Yıl 2017… Emekli öğretmen “Salman Hoca” televizyondaki konuşmacıyı izlerken dinlediği veya bizzat yaşadığı hatıraları canlanmaya başladı…
Yıl 1905…
Kış mevsimi… Ulu Cami’nin hemen arkasında yer alan Kurtuluş Mahallesi’nde bir ev… Sabaha karşı mahallenin ebesi Baytar Mustafa Efendi’nin evine telaşla giriyor… Bu arada Ulu Cami’den yükselen sabah ezanı kalenin surlarına ve tepeye doğru yükselen Kurtuluş Mahallesi’ndeki evlerinin duvarlarına çarparak göklere yükseliyordu…
Baytar Mustafa Efendi “elbette aktif yapılan dua uykudan hayırlıdır” diye mırıldandı… O anda odadan bir bebek sesi tüm evi doldurdu… Kadınlardan biri odanın kapısını açıp, başını uzatıp gülümseyerek “müjdeler olsun bir erkek evladınız oldu” dedi…

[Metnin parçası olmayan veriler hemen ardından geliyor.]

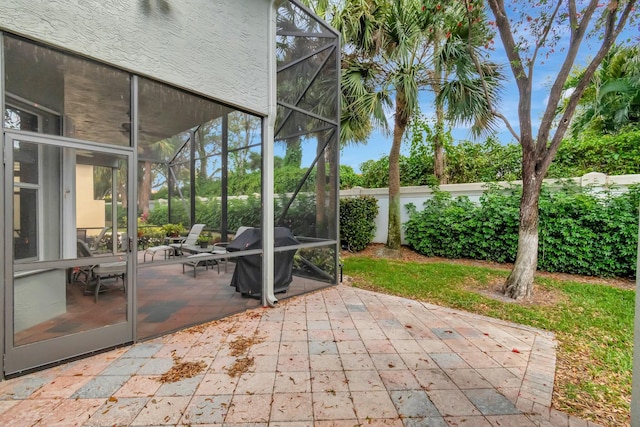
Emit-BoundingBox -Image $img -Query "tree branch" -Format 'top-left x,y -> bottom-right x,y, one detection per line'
538,0 -> 637,174
488,0 -> 534,151
464,0 -> 520,142
537,0 -> 598,158
529,0 -> 564,78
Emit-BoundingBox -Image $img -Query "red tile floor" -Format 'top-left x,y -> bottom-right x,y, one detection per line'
15,257 -> 331,345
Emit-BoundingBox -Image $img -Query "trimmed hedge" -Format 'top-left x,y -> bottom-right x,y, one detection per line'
404,185 -> 640,277
340,196 -> 378,252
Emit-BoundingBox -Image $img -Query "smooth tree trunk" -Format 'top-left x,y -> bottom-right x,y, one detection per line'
138,160 -> 151,217
387,90 -> 408,250
433,105 -> 447,184
503,155 -> 544,300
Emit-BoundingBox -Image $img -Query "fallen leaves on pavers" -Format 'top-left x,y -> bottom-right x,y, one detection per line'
227,333 -> 264,377
158,352 -> 207,383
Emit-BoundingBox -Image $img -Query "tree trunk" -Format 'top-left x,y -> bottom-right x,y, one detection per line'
138,161 -> 151,216
387,90 -> 408,249
502,166 -> 542,300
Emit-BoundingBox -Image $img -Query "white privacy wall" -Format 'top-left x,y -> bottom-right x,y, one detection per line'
0,0 -> 273,115
340,172 -> 640,244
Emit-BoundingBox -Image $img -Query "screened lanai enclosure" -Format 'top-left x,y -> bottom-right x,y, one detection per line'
0,0 -> 340,376
138,2 -> 339,337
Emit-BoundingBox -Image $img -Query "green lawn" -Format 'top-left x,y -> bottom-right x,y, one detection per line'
343,256 -> 635,426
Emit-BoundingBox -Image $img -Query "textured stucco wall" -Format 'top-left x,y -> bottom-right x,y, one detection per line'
0,0 -> 272,114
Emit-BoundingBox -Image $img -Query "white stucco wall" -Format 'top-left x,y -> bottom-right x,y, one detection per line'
0,0 -> 273,115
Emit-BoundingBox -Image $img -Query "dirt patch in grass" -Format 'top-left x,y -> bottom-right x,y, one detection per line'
158,352 -> 207,383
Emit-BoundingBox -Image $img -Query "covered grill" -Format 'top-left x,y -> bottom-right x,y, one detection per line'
227,227 -> 300,296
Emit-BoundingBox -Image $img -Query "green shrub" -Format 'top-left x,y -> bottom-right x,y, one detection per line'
340,196 -> 378,252
404,185 -> 640,277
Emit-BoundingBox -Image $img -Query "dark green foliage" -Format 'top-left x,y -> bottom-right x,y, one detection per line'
547,130 -> 640,178
405,185 -> 640,277
340,196 -> 378,252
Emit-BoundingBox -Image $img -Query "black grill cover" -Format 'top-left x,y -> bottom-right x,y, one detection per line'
227,227 -> 300,296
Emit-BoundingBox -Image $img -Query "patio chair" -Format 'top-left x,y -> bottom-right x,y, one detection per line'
169,224 -> 205,255
75,239 -> 127,302
84,227 -> 109,252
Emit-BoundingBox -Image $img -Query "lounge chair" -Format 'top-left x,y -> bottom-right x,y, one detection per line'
169,224 -> 205,255
76,239 -> 127,302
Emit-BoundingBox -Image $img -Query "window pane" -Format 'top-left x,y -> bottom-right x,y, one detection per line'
13,187 -> 38,259
13,141 -> 38,184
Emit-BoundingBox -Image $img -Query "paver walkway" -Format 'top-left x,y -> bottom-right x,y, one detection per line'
0,285 -> 595,427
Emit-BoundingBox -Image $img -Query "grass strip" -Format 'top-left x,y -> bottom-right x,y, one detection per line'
344,256 -> 635,426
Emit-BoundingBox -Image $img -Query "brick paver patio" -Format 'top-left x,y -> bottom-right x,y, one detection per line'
0,285 -> 595,427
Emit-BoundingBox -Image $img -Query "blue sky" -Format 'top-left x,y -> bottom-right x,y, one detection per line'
340,6 -> 638,173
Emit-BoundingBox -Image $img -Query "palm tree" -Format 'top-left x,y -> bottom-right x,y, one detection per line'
560,45 -> 640,137
425,2 -> 503,184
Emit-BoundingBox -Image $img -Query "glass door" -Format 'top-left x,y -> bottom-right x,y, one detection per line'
4,131 -> 135,375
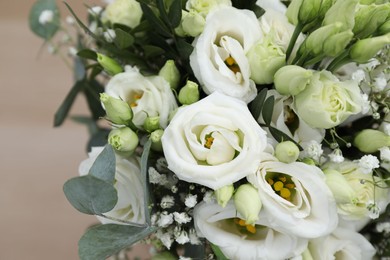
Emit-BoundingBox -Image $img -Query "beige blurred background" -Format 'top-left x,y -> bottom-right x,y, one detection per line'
0,0 -> 148,260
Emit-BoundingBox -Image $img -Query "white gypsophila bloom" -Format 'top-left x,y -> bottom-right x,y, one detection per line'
103,29 -> 116,42
156,229 -> 173,249
366,200 -> 381,219
188,228 -> 202,245
38,10 -> 54,25
362,93 -> 371,115
375,222 -> 390,233
328,149 -> 344,163
88,6 -> 103,15
359,154 -> 379,173
175,230 -> 190,245
160,195 -> 175,209
157,211 -> 173,227
184,194 -> 198,208
173,212 -> 192,224
351,69 -> 366,83
379,146 -> 390,162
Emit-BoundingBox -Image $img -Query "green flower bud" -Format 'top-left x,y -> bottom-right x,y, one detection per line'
103,0 -> 142,28
158,60 -> 180,89
275,141 -> 299,163
150,129 -> 164,152
181,10 -> 206,37
97,53 -> 123,76
247,40 -> 286,84
233,184 -> 262,225
353,129 -> 390,153
100,93 -> 133,125
214,184 -> 234,208
378,20 -> 390,35
274,65 -> 313,96
322,0 -> 359,31
349,33 -> 390,63
108,127 -> 139,155
353,3 -> 390,39
144,116 -> 161,133
178,80 -> 199,105
324,169 -> 357,203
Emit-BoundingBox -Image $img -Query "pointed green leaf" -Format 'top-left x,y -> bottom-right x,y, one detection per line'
89,144 -> 116,183
141,139 -> 152,226
261,96 -> 275,125
168,0 -> 182,29
249,88 -> 267,120
79,224 -> 156,260
54,81 -> 84,127
64,175 -> 118,215
29,0 -> 60,40
114,28 -> 134,49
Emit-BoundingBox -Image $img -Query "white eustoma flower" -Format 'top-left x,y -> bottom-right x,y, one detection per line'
190,6 -> 262,103
79,147 -> 145,224
258,90 -> 325,149
105,66 -> 177,128
248,161 -> 338,238
309,228 -> 375,260
194,202 -> 307,260
161,92 -> 267,190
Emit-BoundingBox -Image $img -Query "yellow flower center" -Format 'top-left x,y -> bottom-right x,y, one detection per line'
225,56 -> 241,73
267,174 -> 295,201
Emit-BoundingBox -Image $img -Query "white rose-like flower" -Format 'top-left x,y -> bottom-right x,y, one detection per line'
194,202 -> 307,260
105,66 -> 177,128
248,161 -> 338,238
309,228 -> 375,260
190,7 -> 262,103
79,147 -> 145,224
162,92 -> 267,190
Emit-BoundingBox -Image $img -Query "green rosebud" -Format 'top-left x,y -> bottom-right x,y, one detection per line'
353,129 -> 390,153
349,33 -> 390,63
158,60 -> 180,89
97,53 -> 123,76
233,184 -> 262,225
275,141 -> 299,163
103,0 -> 142,28
144,116 -> 161,133
181,10 -> 206,37
178,80 -> 199,105
100,93 -> 133,125
274,65 -> 313,96
246,40 -> 286,84
150,129 -> 164,152
108,127 -> 139,155
353,3 -> 390,39
322,0 -> 359,31
214,184 -> 234,208
324,169 -> 357,204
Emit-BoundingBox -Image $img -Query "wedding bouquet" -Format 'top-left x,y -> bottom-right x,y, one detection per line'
30,0 -> 390,260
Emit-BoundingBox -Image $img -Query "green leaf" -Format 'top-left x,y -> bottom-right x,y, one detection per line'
210,244 -> 229,260
141,139 -> 152,226
54,81 -> 84,127
114,28 -> 134,49
249,88 -> 267,120
168,0 -> 182,29
141,3 -> 171,37
89,144 -> 116,183
64,175 -> 118,215
261,96 -> 275,126
79,224 -> 156,260
77,49 -> 97,61
29,0 -> 60,40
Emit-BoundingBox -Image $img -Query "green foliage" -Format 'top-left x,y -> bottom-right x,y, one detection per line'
29,0 -> 60,40
79,224 -> 156,260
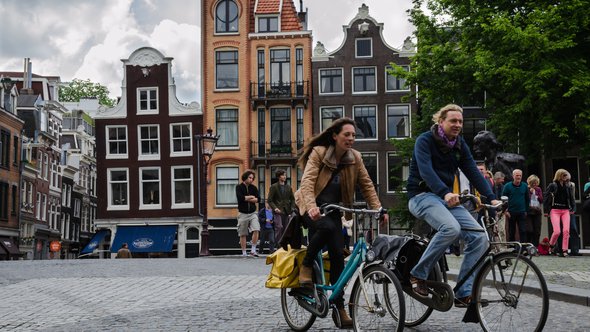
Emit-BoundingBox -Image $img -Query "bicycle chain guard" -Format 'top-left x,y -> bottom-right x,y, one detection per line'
403,280 -> 455,312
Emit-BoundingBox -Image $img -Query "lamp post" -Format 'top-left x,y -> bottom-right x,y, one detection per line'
195,128 -> 219,256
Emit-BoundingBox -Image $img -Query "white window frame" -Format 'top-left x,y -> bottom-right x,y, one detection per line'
319,105 -> 344,132
385,152 -> 410,194
170,122 -> 193,157
107,167 -> 130,211
137,86 -> 160,115
385,65 -> 410,92
354,37 -> 373,59
352,104 -> 379,140
318,67 -> 344,96
350,66 -> 378,95
214,164 -> 242,207
139,167 -> 162,210
170,165 -> 194,209
105,125 -> 129,159
137,124 -> 162,160
385,104 -> 412,139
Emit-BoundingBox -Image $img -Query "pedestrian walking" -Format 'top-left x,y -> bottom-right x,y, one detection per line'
116,243 -> 133,258
502,168 -> 530,242
267,169 -> 295,243
544,168 -> 576,257
526,174 -> 543,247
236,169 -> 260,257
258,203 -> 276,254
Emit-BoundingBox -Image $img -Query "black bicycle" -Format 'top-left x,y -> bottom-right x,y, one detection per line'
387,194 -> 549,331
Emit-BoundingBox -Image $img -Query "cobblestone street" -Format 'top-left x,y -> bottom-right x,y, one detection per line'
0,256 -> 590,331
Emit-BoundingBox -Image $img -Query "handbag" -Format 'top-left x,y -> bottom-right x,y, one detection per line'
529,191 -> 541,214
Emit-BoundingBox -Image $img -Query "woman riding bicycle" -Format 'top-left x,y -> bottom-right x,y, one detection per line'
407,104 -> 500,307
295,118 -> 388,327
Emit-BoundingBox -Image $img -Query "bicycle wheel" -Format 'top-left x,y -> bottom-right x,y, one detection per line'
349,265 -> 406,331
473,252 -> 549,331
281,288 -> 316,331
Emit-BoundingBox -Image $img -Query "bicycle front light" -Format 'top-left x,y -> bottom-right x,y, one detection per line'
367,250 -> 375,262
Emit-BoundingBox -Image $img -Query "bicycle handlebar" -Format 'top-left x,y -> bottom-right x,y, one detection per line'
320,204 -> 387,219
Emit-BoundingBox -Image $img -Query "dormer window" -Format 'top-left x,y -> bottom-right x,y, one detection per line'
258,16 -> 279,32
215,0 -> 238,33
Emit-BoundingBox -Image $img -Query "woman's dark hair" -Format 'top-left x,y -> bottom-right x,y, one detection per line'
242,169 -> 256,181
297,118 -> 356,170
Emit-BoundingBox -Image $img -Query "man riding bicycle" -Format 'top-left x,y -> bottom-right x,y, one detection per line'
407,104 -> 500,307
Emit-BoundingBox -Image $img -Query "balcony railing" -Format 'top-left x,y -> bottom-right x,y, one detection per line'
250,81 -> 310,109
251,141 -> 303,159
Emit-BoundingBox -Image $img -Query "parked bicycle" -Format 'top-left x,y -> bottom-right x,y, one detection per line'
382,194 -> 549,331
281,204 -> 405,331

Baytar Mustafa Efendi’nin babası “Şeyh” lakaplı Müderris Veli bu yeni doğan çocuğa “O mübarek insanın ismini söyleyemeyiz” diyerek Mehmet ismini koydu…
Şeyh Veli büyük bir bilgindir… İmparatorluğun çökmekte olduğunu görmüştü… Sürekli olarak sohbetlerinde “Temel sorunumuz milletin çocuklarının zihninin kavruk/zabun halde bırakılması” olduğunu izah ederdi… Bu nedenle oğlu Mustafa’yı dini tedrisat yanında fen bilimleri (baytar) eğitimi almaya teşvik etmişti….
Şeyh/Molla Veliye göre medreseler eğitimdeki çağdaş gelişmelere ayak uyduramamıştı… Burada talim gören gençler iyi eğitim almadığından zihnen zayıf ve cılız kalıyordu. Ona göre bu durum bedeni zayıflıktan daha tehlikeliydi…
Şeyh Veli’nin bu ısrarlı vurgusu zamanla müderris unvanının önüne geçerek bu aile “zabunzade”ler olarak tanınmaya başlamıştı…
Yıl 1913…
İmparatorluk “hasta adam” olarak her cepheden saldırıya uğruyordu… Mehmet henüz çok küçük cepheye gidecek halde değildi… Ama babası Baytar Mustafa Efendi vatan savunması için taa Yemen’e gönderiliyor… Bundan sonra Baytar Mustafa Efendi’den hiçbir haber alınamadı… Zaten Sünni-Türk çocukları cephelerde… Mehmet(ler) dedesinin dediği gibi kavruk/zabun kalmaya mahkûm ediliyordu… Yetim bırakılan “Sünni-Türk” çocukları…
Aslında Mehmet gürbüz ilerde bir pehlivan olacağı tahmin edilen bir çocuktu… Bu topraklar kavruk bırakılan Mehmetlerin yaşadığı yerdir…
Yıl 1934…
Pehlivan görünümlü genç bir adam hükümet konağına doğru yürüyordu… Bu esnada kendi kendine “bu nedir, ne işe yarayacak?” diye düşünüyordu… Başında taşıdığı şapkayı çıkartarak eline aldı ve nüfus dairesine girdi…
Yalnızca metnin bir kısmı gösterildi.